私は以前、ある大手学習塾で高校英語講師として数百名の生徒の指導にあたっていました。
もちろんその中には受験生も多く、受験期が近づくにつれて面談をしてほしいという希望が増えていました。
面談内容の多くは生徒からの進路相談もしくは勉強方法の相談についてであり、自分の選択や勉強に対する不安を払しょくしたい気持ちが汲んで取れました。
さまざまな面談を行う中で、「他の先生にも相談してみたけど」という言葉がたびたび聞かれたことが印象的でした。

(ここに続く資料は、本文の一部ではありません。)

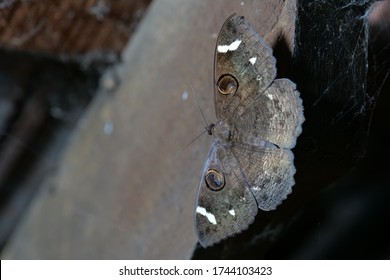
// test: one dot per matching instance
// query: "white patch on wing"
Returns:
(232, 47)
(208, 215)
(184, 96)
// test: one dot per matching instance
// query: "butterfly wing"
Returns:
(227, 210)
(240, 54)
(275, 116)
(268, 171)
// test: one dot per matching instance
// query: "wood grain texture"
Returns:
(128, 192)
(68, 26)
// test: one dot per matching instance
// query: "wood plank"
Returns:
(126, 189)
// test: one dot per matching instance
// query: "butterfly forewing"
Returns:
(243, 54)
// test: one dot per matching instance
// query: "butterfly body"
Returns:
(250, 165)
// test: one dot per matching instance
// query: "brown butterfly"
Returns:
(250, 164)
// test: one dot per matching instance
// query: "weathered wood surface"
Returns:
(68, 26)
(125, 188)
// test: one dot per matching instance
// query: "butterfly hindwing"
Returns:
(275, 116)
(268, 171)
(227, 211)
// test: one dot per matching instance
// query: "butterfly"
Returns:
(250, 163)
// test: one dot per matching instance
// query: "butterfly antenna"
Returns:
(189, 144)
(200, 109)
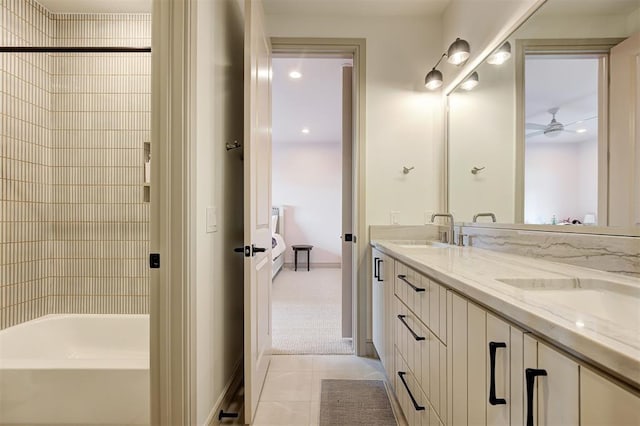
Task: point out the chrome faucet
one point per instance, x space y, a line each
491 215
451 239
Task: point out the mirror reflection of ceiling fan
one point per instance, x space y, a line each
554 128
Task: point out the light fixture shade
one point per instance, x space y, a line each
433 80
458 52
501 55
470 82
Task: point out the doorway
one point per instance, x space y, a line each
312 180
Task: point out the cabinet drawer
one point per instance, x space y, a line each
412 400
424 355
424 297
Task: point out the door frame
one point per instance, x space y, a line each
569 47
172 221
357 48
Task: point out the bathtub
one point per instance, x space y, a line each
76 369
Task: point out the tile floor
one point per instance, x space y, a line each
291 393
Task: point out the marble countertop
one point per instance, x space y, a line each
599 323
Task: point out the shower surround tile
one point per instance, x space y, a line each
74 227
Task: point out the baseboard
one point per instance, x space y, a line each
303 265
227 395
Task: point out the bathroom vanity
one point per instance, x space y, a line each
473 336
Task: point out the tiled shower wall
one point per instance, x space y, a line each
85 250
25 139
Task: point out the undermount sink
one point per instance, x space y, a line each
427 244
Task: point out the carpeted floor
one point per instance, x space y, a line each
306 313
355 402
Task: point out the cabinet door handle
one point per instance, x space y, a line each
416 289
415 336
531 374
417 407
492 387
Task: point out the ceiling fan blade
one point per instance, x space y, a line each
581 121
534 134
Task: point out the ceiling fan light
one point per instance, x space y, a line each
470 82
433 80
501 55
458 52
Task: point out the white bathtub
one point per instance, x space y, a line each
76 369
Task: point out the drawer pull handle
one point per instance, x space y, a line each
493 346
376 274
416 289
531 374
415 336
417 407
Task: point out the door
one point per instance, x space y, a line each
624 138
257 206
347 201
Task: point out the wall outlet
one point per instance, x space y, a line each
212 219
427 216
395 217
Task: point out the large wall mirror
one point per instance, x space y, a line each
542 137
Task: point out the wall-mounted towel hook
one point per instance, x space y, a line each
234 145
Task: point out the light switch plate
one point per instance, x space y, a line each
212 219
395 217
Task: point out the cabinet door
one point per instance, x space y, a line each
377 304
605 403
554 397
498 379
387 272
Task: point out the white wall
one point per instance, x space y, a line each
478 22
403 121
482 134
558 181
218 177
307 179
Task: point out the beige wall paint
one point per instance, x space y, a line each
462 18
403 121
218 183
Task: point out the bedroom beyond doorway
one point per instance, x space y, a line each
311 314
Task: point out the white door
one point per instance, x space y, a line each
624 137
257 206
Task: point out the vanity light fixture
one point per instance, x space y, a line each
501 55
457 53
471 82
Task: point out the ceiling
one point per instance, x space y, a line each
313 101
588 7
570 84
356 7
97 6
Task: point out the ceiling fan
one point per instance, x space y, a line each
554 128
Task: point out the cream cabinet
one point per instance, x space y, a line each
450 361
382 301
552 387
484 365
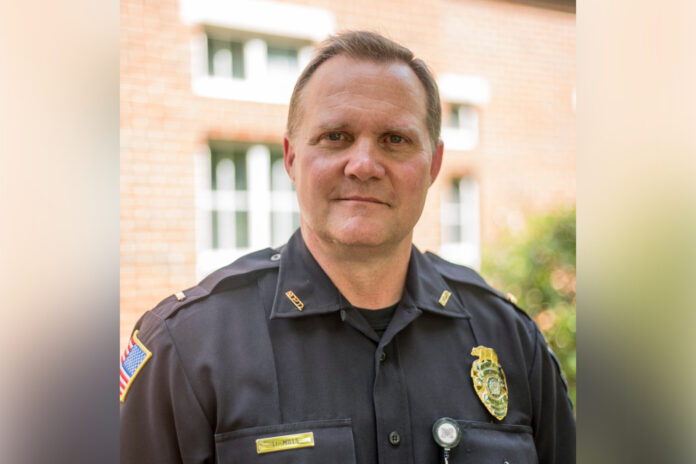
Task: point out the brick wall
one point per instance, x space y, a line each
524 162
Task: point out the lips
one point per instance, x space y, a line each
362 199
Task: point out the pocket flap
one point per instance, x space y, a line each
299 442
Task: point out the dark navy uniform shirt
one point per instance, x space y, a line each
236 360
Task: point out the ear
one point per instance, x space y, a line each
436 162
289 157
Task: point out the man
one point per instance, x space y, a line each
347 345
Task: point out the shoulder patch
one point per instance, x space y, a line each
133 359
469 276
241 268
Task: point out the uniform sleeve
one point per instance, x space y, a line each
554 422
161 419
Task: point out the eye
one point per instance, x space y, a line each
334 136
395 139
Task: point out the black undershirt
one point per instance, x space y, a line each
378 318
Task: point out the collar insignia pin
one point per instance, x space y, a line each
444 298
296 301
489 381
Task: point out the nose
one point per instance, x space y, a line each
363 163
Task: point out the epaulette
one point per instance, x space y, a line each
242 267
466 275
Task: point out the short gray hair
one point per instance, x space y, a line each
377 48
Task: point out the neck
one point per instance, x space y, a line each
369 277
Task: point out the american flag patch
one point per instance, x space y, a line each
132 360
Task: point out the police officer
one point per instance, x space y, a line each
347 345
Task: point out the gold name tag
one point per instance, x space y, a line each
285 442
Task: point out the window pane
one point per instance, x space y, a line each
453 120
242 229
282 60
240 180
225 58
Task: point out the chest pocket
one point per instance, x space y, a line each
331 441
485 443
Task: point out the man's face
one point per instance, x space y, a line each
361 157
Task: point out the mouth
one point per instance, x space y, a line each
362 199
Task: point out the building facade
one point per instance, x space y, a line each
204 92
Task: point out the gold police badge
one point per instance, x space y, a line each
489 381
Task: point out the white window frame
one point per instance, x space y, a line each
256 22
461 90
464 212
260 200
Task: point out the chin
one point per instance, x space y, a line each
363 237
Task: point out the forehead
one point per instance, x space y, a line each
355 85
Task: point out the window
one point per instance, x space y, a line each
242 66
461 128
245 202
459 219
282 60
225 58
464 97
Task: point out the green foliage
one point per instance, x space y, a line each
537 265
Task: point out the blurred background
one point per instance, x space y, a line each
204 92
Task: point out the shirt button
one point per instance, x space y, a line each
394 438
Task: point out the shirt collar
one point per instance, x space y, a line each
304 289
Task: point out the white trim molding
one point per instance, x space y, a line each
457 88
260 16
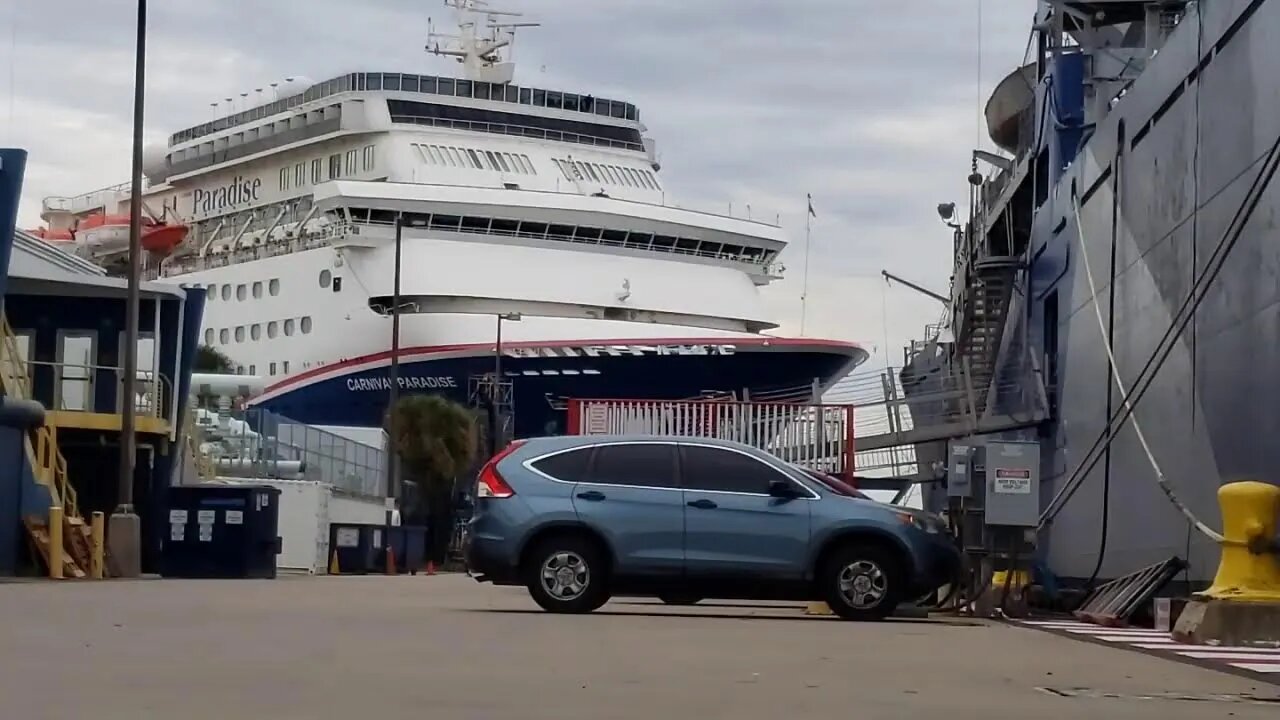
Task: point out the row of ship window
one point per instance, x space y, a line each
475 159
613 174
255 331
338 165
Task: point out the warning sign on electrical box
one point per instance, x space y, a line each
1013 481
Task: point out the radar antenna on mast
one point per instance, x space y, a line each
479 49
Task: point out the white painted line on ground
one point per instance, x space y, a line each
1257 666
1203 655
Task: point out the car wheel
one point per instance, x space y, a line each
679 600
862 582
567 574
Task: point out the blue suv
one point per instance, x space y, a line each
579 519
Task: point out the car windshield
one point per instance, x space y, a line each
832 483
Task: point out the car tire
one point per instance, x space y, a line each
679 600
567 574
862 582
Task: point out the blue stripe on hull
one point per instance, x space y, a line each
359 399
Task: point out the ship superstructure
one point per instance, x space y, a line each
1130 208
512 201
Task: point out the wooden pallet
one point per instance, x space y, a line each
39 533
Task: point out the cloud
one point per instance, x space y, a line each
872 106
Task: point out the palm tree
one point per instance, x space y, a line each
437 441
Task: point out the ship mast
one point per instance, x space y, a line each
479 48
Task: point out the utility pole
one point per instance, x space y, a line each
393 390
124 533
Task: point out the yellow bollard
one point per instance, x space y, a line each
55 542
1249 514
97 534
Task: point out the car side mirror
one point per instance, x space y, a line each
784 490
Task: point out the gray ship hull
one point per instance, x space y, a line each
1161 178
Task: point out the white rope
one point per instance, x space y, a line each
1161 479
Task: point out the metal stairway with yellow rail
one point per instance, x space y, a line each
49 469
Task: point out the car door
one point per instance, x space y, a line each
734 528
630 495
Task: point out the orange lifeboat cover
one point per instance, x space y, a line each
163 238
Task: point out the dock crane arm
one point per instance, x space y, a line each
890 276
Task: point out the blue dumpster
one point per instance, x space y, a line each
220 532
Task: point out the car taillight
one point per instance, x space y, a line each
490 481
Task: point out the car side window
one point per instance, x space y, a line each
568 466
725 470
635 464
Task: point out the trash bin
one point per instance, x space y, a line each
408 542
357 547
222 532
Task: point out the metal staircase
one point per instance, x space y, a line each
49 470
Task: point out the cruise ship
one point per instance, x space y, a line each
538 242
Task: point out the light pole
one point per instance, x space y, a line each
126 531
496 396
393 388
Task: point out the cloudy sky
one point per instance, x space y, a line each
871 105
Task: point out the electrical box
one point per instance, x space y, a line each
1013 483
960 469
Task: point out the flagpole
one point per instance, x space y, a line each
808 233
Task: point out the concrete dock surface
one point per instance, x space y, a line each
447 647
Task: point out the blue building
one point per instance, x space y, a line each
63 332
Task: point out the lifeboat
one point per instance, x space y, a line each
105 233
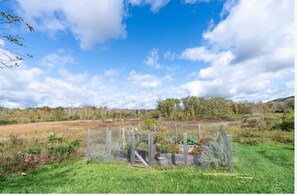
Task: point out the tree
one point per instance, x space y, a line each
8 56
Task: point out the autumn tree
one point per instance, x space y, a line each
9 57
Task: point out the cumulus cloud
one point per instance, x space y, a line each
156 5
168 55
152 59
198 53
195 1
59 58
33 87
146 80
100 21
250 53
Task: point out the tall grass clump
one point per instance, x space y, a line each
19 155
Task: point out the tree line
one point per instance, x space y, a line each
188 108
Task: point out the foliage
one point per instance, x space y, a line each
9 21
259 169
189 108
20 155
288 122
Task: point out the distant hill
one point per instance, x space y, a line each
283 99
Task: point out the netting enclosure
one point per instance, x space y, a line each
165 145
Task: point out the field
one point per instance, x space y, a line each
263 160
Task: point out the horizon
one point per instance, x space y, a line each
128 54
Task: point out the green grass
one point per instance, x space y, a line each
271 168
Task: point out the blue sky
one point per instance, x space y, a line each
130 53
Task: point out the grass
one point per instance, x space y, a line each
271 168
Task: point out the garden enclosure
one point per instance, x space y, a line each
170 144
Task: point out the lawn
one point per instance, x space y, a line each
259 169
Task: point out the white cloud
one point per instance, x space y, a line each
156 5
198 53
8 59
59 58
168 55
146 80
90 21
32 87
195 1
111 72
152 59
2 43
250 52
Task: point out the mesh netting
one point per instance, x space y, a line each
205 146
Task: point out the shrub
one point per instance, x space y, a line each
288 122
254 122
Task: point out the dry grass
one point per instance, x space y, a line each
68 129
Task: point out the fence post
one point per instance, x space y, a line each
151 149
228 148
108 144
229 153
175 125
123 137
199 134
88 144
132 155
185 149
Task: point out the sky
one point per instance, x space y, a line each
132 53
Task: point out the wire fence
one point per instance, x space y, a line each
169 144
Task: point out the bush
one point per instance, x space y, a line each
288 122
25 158
255 122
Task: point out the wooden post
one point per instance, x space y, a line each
185 149
108 144
199 134
88 144
228 148
229 153
123 137
132 148
151 149
175 130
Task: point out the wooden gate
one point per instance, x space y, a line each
141 153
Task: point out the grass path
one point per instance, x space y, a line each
271 167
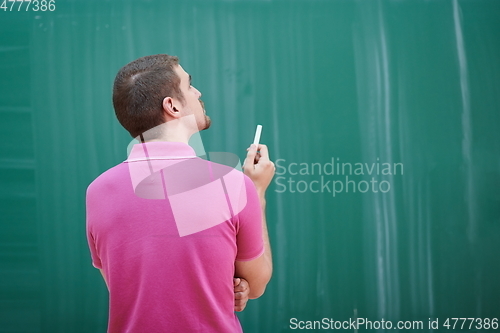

その言葉を放った一人の生徒に詳しく話を聞くと、ある講師に英語の勉強法について相談した際に「語彙力を増やせ」とアドバイスを受けたものの、その言葉だけでは不安を拭いきれずに私に相談に来たということです。
それをふまえて私が行ったアドバイスは、どんな語彙力を増やすべきかということに関してです。
英文読解問題では、本文の表現から「言い換え」がなされて選択肢が作られていることを伝え、それを考慮すると他の単語と言い換え可能な単語から覚えていく必要があると伝えました。
もう少し具体的なアドバイスもしましたが、生徒はその一言で納得してくれたようで、その後の勉強方針が定まったようでした。
生徒一人ひとりの特性を判断してからにはなりますが、教育者には生徒が納得いく具体性を持ったアドバイスができるスキルが大切だと感じています。